Abstract

10047 Background: AcSé-ESMART is a proof-of-concept, phase I/II, multicenter, prospective basket trial designed to explore targeting agents in a molecularly enriched cancer population; treatment arms with targeted agents as single agent or in combination regimens are explored independently. Arm D explores the PARP inhibitor olaparib (ola) in combination with irinotecan (iri). The design is based on the hypothesis that in pediatric cancer pathogenic BRCA alterations are extremely rare and proliferative capacity is high requiring a chemotherapy sensitisation approach. Preclinical data in pediatric cancer suggest PARP inhibitor activity in other genomic alterations impairing homologous recombination (HR) and demonstrate synergy with iri.

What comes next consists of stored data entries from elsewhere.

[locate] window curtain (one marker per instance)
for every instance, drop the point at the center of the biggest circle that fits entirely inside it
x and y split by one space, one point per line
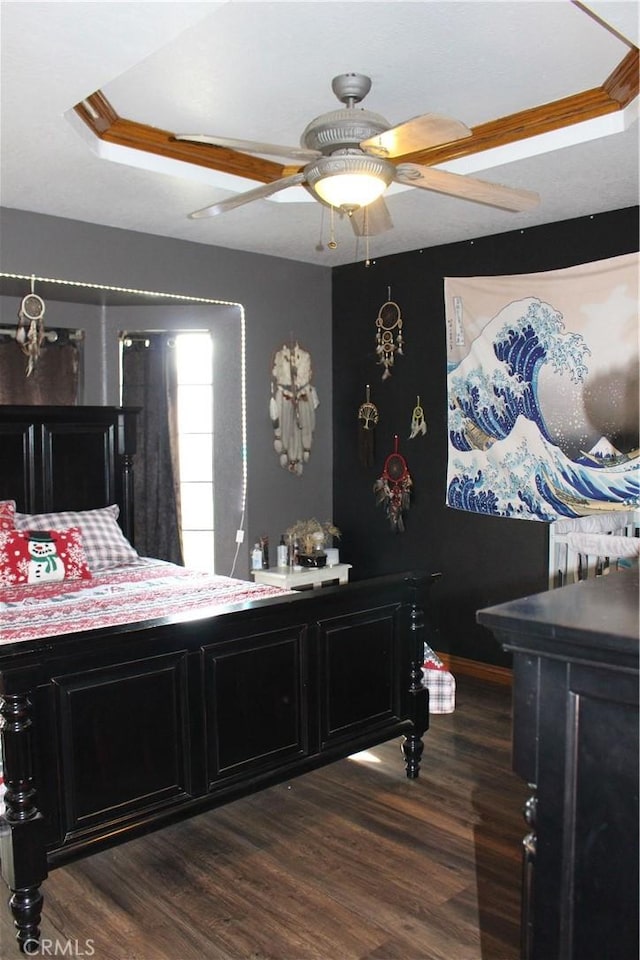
54 379
149 381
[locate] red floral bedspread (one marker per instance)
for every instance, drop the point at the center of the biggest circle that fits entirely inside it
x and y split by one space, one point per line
130 594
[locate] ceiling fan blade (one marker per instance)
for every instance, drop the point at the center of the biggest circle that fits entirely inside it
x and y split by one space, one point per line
259 193
251 146
429 130
467 188
371 220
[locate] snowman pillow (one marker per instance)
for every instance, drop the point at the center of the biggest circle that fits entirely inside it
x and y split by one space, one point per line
42 556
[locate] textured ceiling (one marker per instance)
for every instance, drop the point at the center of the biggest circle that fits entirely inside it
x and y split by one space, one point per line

We here report the results of the Phase I part of the trial. Methods: Children and adolescents with relapsed/refractory cancer and comprehensive molecular profiling (whole exome and RNA sequencing) at relapse were eligible. Dose-escalation followed a continuous reassessment method design of pre-specified dose combinations of oral ola and iv iri. Plasma for pharmacokinetics (PK) was collected. Results: From Oct 2016 to April 2018, 27 pts (19 sarcomas, 3 brain tumors, 5 other) with a median age of 15 y (range 4;22) were enrolled over 4 dose levels. Dose limiting toxicities occurred in 7 of 24 evaluable pts (gastrointestinal (n = 4), febrile neutropenia (n = 1), thrombocytopenia (n = 2)). The RP2D was defined as ola 90 mg/m2 BID day 1-10 and iri 20 mg/m2 day 4-8. Twenty-three pts evaluable for response received a median of 2 cycles (range 1-27+). Confirmed PRs were seen in one osteosarcoma, one pinealoblastoma and one neuroblastoma; time to progression was 22.4, 50 and 89+ weeks, respectively. Eight pts experienced disease stabilization (median 14.8 weeks, range 9;42.3). PK and biomarker analysis (ie. HR alterations, DNA and gene expression signatures) is ongoing to identify factors associated with clinical benefit and data will be presented. Conclusions: The RP2D of the combination is ola 90 mg/m2 BID day 1-10 and iri 20 mg/m2 day 4-8. Preliminary activity led to the ongoing Phase II part of the arm. Clinical trial information: NCT02813135.